86. Partition List 分隔链表


【LeetCode】86. Partition List 解题报告(Python)

标签(空格分隔): LeetCode

作者: 负雪明烛 id: fuxuemingzhu 个人博客: http://fuxuemingzhu.me/


题目地址:https://leetcode.com/problems/partition-list/description/

题目描述:

Given a linked list and a value x, partition it such that all nodes less than x come before nodes greater than or equal to x.

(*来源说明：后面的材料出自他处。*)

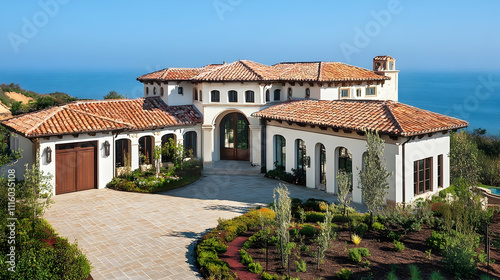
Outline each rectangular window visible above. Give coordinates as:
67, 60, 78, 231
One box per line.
245, 90, 255, 103
228, 90, 238, 102
274, 135, 286, 169
366, 87, 377, 96
413, 157, 432, 195
340, 88, 351, 98
210, 90, 220, 102
438, 155, 443, 188
274, 89, 281, 101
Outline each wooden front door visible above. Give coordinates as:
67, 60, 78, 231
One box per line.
56, 141, 97, 194
220, 113, 250, 161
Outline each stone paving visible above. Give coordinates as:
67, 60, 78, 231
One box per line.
45, 166, 365, 280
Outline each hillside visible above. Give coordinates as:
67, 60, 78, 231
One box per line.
0, 83, 78, 120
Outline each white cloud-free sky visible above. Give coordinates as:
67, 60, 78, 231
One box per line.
0, 0, 500, 71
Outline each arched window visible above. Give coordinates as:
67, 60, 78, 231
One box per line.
139, 136, 154, 165
210, 90, 220, 102
274, 89, 281, 101
161, 133, 177, 163
183, 131, 197, 158
318, 144, 326, 186
274, 135, 286, 170
338, 147, 354, 192
295, 139, 307, 185
115, 139, 132, 167
227, 90, 238, 102
193, 88, 198, 100
245, 90, 255, 103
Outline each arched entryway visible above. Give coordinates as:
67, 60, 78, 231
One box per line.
220, 113, 250, 161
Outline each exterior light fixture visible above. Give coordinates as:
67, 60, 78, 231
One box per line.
45, 147, 52, 163
305, 156, 311, 167
104, 141, 111, 157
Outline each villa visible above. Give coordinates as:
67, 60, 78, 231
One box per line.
2, 56, 468, 204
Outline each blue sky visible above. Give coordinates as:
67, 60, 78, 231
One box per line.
0, 0, 500, 71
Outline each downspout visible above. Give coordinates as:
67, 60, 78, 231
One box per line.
402, 137, 411, 209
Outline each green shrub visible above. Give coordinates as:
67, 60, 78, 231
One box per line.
196, 237, 227, 253
349, 248, 370, 263
288, 228, 299, 239
387, 231, 403, 241
444, 239, 477, 278
299, 243, 309, 253
240, 249, 253, 266
0, 218, 92, 280
425, 231, 445, 251
354, 223, 368, 236
306, 211, 325, 223
408, 264, 422, 280
206, 263, 234, 280
387, 270, 398, 280
429, 270, 445, 280
245, 228, 271, 248
260, 272, 280, 280
394, 240, 405, 252
337, 268, 352, 280
300, 225, 316, 237
357, 248, 370, 257
295, 260, 307, 272
248, 263, 262, 274
372, 222, 385, 231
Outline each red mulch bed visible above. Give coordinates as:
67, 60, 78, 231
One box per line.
219, 232, 260, 280
222, 214, 500, 280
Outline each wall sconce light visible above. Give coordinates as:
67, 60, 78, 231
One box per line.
104, 141, 111, 157
305, 156, 311, 167
45, 147, 52, 163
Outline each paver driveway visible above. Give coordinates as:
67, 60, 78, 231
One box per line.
45, 172, 366, 280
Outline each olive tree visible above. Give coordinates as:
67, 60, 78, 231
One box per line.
358, 130, 392, 226
450, 132, 481, 186
272, 183, 292, 267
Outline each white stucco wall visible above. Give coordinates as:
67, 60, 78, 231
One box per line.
397, 132, 450, 203
0, 133, 34, 180
39, 133, 114, 195
266, 122, 397, 203
266, 121, 450, 203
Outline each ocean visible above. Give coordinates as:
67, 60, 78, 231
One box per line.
0, 70, 500, 135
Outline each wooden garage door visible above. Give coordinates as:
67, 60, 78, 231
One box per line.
56, 141, 97, 194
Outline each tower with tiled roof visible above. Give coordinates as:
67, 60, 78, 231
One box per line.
373, 55, 399, 101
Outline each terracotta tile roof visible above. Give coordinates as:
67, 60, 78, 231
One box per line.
373, 55, 395, 60
2, 97, 202, 138
252, 100, 469, 136
192, 60, 273, 82
137, 60, 390, 82
137, 67, 203, 82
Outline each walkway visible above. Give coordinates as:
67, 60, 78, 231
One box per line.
45, 168, 366, 280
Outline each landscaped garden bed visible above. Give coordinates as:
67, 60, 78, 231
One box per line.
196, 184, 500, 279
106, 159, 203, 193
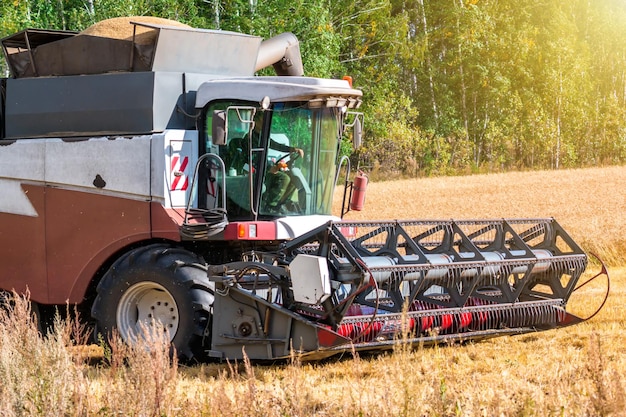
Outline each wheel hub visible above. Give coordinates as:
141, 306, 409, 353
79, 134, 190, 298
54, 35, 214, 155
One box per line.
117, 282, 179, 341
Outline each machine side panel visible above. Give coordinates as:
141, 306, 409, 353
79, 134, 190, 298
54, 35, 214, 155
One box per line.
0, 140, 48, 301
0, 184, 48, 302
5, 72, 154, 138
0, 131, 184, 304
45, 136, 152, 200
46, 188, 151, 304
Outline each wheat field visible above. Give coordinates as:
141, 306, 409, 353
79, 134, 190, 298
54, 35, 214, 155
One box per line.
0, 167, 626, 417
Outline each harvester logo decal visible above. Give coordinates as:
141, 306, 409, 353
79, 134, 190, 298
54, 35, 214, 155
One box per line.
170, 155, 189, 191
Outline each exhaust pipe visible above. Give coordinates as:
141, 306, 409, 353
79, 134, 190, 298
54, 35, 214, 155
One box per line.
255, 32, 304, 76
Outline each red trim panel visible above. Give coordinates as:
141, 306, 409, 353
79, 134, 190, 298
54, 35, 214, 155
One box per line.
224, 222, 276, 240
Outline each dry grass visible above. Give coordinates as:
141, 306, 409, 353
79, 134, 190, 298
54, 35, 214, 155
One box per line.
0, 167, 626, 417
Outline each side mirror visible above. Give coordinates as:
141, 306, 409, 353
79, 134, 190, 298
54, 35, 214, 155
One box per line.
211, 110, 226, 145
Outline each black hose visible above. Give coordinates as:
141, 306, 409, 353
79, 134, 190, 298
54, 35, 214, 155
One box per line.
180, 208, 228, 240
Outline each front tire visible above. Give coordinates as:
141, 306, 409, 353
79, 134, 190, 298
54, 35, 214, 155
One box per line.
91, 244, 213, 361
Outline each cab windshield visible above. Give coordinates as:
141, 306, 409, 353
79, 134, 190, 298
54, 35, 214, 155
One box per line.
259, 104, 339, 216
207, 102, 341, 219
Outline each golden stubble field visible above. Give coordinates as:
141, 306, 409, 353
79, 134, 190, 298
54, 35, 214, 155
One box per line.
0, 167, 626, 417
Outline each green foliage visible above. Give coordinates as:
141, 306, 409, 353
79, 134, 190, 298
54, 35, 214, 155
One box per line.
0, 0, 626, 175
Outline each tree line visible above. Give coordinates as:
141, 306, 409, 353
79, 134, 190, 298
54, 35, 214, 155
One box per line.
0, 0, 626, 176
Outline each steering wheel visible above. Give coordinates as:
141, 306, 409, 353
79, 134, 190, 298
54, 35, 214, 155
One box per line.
274, 151, 300, 169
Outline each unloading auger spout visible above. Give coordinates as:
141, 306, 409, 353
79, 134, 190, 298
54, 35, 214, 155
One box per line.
210, 218, 604, 358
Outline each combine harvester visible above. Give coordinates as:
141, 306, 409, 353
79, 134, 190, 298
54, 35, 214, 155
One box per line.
0, 18, 606, 360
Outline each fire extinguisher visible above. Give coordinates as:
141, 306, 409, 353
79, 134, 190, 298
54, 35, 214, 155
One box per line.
350, 171, 367, 211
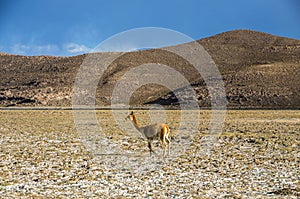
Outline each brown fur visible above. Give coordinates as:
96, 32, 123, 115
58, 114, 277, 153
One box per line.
127, 112, 171, 157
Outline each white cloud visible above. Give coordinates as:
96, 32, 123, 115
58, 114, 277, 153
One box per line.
63, 43, 92, 53
10, 44, 59, 55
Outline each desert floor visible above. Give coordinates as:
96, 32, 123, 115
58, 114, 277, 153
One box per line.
0, 110, 300, 198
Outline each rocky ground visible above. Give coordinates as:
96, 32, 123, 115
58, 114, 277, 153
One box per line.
0, 110, 300, 198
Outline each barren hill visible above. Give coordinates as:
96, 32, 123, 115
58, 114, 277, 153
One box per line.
0, 30, 300, 108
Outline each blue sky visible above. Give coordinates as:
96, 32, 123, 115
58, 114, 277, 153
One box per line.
0, 0, 300, 56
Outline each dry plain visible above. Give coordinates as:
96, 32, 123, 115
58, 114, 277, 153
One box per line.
0, 110, 300, 198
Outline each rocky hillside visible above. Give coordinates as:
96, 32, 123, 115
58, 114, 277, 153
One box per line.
0, 30, 300, 108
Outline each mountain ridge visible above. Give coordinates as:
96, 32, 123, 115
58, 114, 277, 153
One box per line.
0, 30, 300, 108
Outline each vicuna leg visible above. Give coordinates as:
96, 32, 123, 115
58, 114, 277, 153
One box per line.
148, 141, 155, 156
166, 135, 171, 156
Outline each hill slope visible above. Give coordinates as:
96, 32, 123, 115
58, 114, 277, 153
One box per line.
0, 30, 300, 108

You should preserve the original relative order of the nodes in each of the two partitions.

Example:

Input: head = 1->4->3->2->5->2, x = 3
Output: 1->2->2->4->3->5

题目大意

要把一个单链表中,小于某个数字的所有节点放到前面,其余的位置都不要变化。

解题方法

乍一看,感觉原地做这些操作很难。但是,我们换个思路就感觉很简单了。

做链表的题,不要省指针。

用两个新指针,分别记录比x值小的和比x值大的,遍历原来的链表的时候根据值的大小拼接到对应的链表后面。

最后再把两个链表拼接到一起就行了。

# Definition for singly-linked list.
# class ListNode(object):
#     def __init__(self, x):
#         self.val = x
#         self.next = None

class Solution(object):
    def partition(self, head, x):
        """
        :type head: ListNode
        :type x: int
        :rtype: ListNode
        """
        small = ListNode(0)
        large = ListNode(0)
        small_root, large_root = small, large
        while head:
            if head.val < x:
                small.next = head
                small = small.next
            else:
                large.next = head
                large = large.next
            temp = head.next
            head.next = None
            head = temp
        small.next  = large_root.next
        return small_root.next

日期

2018 年 6 月 24 日 ———— 今天请客吃了海底捞~